I have a 50gb csv file(500k records, 30k columns) that I need to transpose to key value pairs. I planned to iterate through the file in chunks and for each chunk I would take a transpose and append to my target csv file. While iterating through each chunk, I need to make sure each chunk has all the column names so that the transpose works correctly. But the dataframe for each chunk varies in size(column count vary). I have been trying to fetch the column names and add it to each dataframe chunk after padding empty columns to it to make sure the size is consistent. Tried to concat dummy dataframe but got an error - NotImplementedError: Can only union MultiIndex with MultiIndex or Index of tuples, try mi.to_flat_index().union(other) instead.

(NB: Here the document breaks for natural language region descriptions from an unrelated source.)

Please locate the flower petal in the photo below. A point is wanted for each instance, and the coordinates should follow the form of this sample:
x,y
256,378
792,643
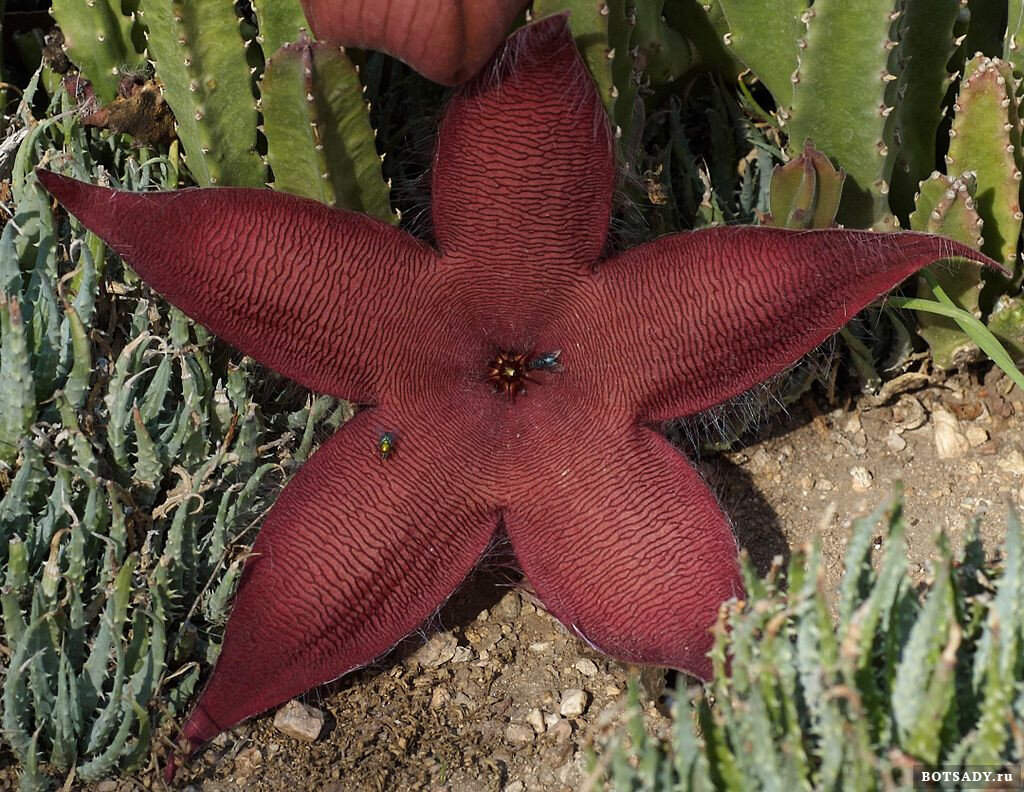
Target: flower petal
x,y
701,317
356,553
289,281
524,166
627,546
443,40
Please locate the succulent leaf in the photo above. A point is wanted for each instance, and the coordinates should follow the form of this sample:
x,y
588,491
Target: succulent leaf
x,y
602,32
280,22
1007,322
765,35
839,99
665,53
201,58
946,206
985,138
98,38
926,44
806,192
320,141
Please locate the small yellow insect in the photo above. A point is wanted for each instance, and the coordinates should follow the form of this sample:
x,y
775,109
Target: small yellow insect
x,y
386,445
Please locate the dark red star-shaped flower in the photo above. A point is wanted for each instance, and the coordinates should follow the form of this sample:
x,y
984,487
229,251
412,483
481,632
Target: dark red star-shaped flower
x,y
514,378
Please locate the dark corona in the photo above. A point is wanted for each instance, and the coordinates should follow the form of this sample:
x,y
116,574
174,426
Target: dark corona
x,y
508,373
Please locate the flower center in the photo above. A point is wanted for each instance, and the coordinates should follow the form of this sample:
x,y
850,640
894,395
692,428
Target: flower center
x,y
509,371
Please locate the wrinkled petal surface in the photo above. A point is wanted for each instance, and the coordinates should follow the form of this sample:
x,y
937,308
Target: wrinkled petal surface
x,y
356,553
697,318
524,167
615,530
444,40
638,561
305,289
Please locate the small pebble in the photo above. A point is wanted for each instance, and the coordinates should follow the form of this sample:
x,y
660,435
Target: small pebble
x,y
556,755
573,703
949,441
299,720
861,478
1012,463
976,435
895,442
439,698
248,761
518,734
561,733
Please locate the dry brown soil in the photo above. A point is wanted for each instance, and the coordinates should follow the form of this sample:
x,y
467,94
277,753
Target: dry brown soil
x,y
477,706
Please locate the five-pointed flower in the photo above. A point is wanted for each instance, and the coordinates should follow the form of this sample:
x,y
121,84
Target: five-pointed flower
x,y
514,377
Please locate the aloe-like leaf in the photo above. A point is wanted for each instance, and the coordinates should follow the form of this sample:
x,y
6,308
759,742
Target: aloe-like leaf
x,y
946,206
17,392
320,141
1007,324
920,668
973,327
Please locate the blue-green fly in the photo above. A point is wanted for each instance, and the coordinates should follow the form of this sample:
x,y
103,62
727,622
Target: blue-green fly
x,y
546,362
386,445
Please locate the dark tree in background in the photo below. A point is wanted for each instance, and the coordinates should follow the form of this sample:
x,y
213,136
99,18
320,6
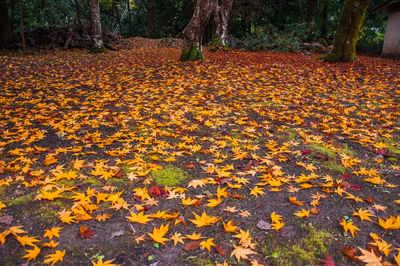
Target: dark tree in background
x,y
193,32
221,19
5,23
347,33
95,25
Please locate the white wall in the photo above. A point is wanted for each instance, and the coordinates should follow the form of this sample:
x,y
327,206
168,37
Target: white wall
x,y
391,45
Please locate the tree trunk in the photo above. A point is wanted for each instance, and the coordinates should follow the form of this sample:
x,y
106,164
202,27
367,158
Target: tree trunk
x,y
193,32
78,13
148,8
309,13
221,18
129,17
351,20
5,25
95,25
21,27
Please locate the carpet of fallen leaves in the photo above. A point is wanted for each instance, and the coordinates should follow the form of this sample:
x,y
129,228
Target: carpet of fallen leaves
x,y
270,143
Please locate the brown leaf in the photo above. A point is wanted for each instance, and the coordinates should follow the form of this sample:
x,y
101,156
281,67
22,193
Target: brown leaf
x,y
86,232
192,245
328,261
220,250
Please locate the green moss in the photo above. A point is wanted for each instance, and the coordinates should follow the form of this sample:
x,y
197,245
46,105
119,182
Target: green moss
x,y
322,149
334,166
351,20
22,200
92,181
303,251
170,176
192,53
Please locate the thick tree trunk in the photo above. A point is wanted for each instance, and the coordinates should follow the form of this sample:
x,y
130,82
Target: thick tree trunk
x,y
303,19
95,25
324,20
21,25
193,32
309,13
221,18
148,8
351,20
5,24
129,17
78,13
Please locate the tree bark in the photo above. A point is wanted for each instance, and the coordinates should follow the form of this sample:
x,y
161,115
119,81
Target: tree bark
x,y
148,8
193,32
221,18
78,13
351,20
21,27
324,20
129,17
5,24
95,25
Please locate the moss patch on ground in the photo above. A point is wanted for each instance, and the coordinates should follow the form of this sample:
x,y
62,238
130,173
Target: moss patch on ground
x,y
304,251
170,176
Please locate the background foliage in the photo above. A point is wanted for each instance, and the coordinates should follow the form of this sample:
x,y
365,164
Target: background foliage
x,y
254,24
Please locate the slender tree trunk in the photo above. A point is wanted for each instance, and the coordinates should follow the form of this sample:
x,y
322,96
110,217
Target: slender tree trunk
x,y
148,8
351,20
324,20
303,18
21,25
78,13
95,25
221,18
309,13
193,32
5,25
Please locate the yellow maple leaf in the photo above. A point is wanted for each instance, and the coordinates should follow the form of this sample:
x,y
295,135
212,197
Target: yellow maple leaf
x,y
31,253
302,213
349,226
207,244
257,191
159,233
139,218
51,244
369,258
196,183
204,220
27,240
194,236
55,257
177,237
241,253
105,263
213,202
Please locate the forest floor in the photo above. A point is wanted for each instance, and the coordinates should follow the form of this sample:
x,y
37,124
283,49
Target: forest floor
x,y
244,158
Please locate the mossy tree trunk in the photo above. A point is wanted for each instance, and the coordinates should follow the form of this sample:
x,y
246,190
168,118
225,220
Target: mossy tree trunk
x,y
193,32
5,24
221,18
95,25
351,20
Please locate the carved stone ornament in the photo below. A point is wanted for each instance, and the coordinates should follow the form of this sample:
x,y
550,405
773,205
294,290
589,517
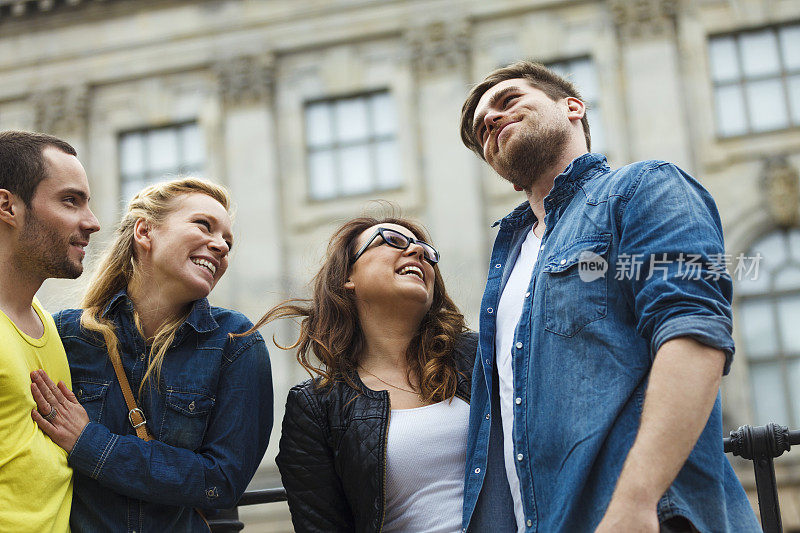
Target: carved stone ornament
x,y
62,109
644,18
781,186
246,80
439,46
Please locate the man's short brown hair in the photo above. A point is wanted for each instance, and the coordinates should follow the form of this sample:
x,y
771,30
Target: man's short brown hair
x,y
22,164
539,76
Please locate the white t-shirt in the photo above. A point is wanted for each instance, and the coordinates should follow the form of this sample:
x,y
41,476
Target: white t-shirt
x,y
509,311
426,452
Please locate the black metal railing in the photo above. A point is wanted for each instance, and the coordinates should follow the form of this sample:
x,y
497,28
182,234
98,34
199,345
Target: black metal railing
x,y
227,521
760,444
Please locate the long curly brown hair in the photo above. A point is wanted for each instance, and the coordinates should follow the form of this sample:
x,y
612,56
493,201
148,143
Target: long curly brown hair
x,y
330,327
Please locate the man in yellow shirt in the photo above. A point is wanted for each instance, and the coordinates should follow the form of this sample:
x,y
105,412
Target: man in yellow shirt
x,y
45,223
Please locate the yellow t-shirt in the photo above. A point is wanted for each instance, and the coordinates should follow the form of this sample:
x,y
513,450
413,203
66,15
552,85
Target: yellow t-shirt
x,y
35,480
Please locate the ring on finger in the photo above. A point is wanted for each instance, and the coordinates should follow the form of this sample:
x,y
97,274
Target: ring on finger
x,y
51,415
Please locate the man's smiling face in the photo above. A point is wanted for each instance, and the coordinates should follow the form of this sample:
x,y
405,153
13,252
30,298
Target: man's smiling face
x,y
522,132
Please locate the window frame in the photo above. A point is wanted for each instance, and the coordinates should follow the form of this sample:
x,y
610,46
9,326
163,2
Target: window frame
x,y
743,80
148,176
336,145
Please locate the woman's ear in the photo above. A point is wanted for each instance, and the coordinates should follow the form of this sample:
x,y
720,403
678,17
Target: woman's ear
x,y
141,234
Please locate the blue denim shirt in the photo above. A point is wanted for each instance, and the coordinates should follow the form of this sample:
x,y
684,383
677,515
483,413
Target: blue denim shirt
x,y
585,343
212,417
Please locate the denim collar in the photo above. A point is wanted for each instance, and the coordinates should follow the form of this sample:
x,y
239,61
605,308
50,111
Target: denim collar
x,y
199,319
579,171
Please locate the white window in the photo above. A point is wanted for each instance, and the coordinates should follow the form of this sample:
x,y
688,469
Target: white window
x,y
352,146
768,314
581,72
148,156
756,77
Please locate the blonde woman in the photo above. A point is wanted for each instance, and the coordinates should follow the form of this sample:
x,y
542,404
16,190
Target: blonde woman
x,y
204,396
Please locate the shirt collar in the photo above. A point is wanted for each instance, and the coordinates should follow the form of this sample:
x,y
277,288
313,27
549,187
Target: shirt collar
x,y
580,170
200,318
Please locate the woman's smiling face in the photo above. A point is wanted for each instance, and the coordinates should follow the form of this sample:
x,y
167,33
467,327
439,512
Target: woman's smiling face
x,y
385,272
189,250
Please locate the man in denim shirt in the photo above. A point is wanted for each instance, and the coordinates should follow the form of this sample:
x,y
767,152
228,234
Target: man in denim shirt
x,y
605,329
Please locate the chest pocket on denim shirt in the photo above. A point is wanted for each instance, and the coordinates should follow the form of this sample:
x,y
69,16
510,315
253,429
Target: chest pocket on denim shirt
x,y
576,284
92,396
185,418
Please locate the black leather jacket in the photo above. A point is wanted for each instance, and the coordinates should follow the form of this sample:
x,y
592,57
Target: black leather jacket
x,y
332,455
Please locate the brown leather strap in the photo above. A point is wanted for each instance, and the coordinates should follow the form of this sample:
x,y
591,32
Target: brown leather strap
x,y
135,415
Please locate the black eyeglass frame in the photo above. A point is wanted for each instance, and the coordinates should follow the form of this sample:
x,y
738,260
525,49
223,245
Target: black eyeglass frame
x,y
409,241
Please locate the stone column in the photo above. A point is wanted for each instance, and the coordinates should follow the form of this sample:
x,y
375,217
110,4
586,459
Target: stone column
x,y
655,108
452,188
251,171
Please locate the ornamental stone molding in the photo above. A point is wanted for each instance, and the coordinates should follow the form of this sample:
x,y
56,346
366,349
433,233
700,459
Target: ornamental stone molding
x,y
781,189
439,46
61,109
246,80
635,19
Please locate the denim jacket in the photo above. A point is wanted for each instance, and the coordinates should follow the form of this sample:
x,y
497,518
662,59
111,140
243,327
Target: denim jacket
x,y
211,417
587,337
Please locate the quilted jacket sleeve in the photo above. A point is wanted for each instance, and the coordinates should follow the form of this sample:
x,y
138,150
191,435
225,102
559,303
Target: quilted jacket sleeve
x,y
305,459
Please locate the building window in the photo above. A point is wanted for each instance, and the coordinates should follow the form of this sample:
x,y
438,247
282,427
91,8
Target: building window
x,y
148,156
768,314
582,73
352,146
756,77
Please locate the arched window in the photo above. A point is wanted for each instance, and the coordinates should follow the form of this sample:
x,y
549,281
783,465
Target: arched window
x,y
768,317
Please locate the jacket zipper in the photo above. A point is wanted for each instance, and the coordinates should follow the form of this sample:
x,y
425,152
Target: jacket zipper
x,y
383,481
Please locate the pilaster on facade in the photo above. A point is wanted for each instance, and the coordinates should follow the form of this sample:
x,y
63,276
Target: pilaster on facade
x,y
637,19
781,189
62,109
246,80
439,46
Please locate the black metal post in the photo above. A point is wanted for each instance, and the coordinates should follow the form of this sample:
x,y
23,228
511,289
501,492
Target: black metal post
x,y
761,444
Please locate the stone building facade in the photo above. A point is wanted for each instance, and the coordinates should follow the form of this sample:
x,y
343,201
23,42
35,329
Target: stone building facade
x,y
310,110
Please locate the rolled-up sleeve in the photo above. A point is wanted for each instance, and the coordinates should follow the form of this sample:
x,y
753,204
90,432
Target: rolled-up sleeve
x,y
671,223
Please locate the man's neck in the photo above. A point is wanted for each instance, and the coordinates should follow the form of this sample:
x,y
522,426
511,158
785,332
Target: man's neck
x,y
17,289
544,184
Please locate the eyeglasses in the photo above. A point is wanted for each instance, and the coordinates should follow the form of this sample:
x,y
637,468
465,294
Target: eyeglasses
x,y
395,239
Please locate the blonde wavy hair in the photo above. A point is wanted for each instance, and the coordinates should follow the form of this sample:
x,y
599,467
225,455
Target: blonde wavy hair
x,y
118,266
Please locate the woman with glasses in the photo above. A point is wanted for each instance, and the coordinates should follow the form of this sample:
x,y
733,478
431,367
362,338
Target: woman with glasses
x,y
376,441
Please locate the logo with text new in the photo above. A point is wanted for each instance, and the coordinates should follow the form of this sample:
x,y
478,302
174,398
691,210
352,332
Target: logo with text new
x,y
591,266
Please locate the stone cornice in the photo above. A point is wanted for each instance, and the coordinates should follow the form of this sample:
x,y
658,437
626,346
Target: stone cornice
x,y
246,80
635,19
61,109
439,46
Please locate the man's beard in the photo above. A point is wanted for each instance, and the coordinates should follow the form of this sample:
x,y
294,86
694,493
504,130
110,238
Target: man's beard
x,y
530,152
46,252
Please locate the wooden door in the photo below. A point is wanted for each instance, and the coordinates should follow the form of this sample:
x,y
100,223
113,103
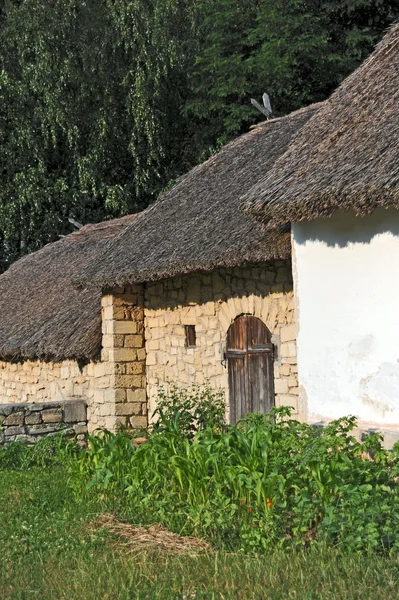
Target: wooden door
x,y
250,364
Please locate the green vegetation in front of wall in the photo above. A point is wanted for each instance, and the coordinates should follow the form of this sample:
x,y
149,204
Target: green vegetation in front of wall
x,y
299,511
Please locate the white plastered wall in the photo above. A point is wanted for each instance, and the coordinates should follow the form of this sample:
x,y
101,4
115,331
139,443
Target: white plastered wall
x,y
346,282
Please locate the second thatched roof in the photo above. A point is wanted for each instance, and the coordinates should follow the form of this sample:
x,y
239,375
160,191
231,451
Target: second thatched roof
x,y
42,314
346,156
198,225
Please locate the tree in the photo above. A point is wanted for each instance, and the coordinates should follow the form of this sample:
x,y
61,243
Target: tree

Any suggestions to resolve this?
obj = s3.get_object(Bucket='bucket', Key = 'xyz.csv')
csv_header = pd.read_csv(obj['Body'], nrows=1).columns
print(csv_header.size)
csv_iterator = pd.read_csv(obj['Body'], iterator=True, chunksize=1)
for csv_chunk in csv_iterator:
#chunk =csv_chunk.set_axis(csv_header,
# axis=1,inplace=True)
#chunk.to_csv('temp_raw.csv',mode = 'a')
#chunk.columns(csv_header)
#chunk = pd.concat([csv_chunk,csv_header],axis=1)
#print(csv_chunk)
#csv_chunk.columns = csv_header
column_size = csv_header.size-csv_chunk.columns.size
print(csv_chunk.columns.size)
print(csv_chunk.shape)
print(column_size)
a=[]
b=[]
for j in range(0, column_size):
b.append(None)
#Append the column to each row.
for i in range(0, 1):
a.append(b)
print(pd.DataFrame(a).shape)
df=pd.DataFrame(csv_chunk)
a=pd.DataFrame(a)
print(df.index)
print(a.index)
chunk=pd.concat([df,a],axis = 1)
# df = pd.concat([pd.DataFrame(csv_chunk),
# pd.DataFrame(a)],axis =1)
# chunk = pd.DataFrame(pd.concat([pd.DataFrame(csv_chunk),
# pd.DataFrame(a)]
# ,axis=1),columns=csv_header)
#print(pd.DataFrame(a).size)
# print(chunk.head(1))
# print(csv_chunk.columns.size)
chunk.to_csv('temp_source.csv',mode = 'a')
out = pd.melt(chunk,
id_vars=['eid'],
value_vars=chunk.columns[1:])
out.to_csv('temp_key_value.csv',mode='a')
Tried to concat dummy dataframe but got an error - NotImplementedError: Can only union MultiIndex with MultiIndex or Index of tuples, try mi.to_flat_index().union(other) instead.
Any suggestions to resolve this?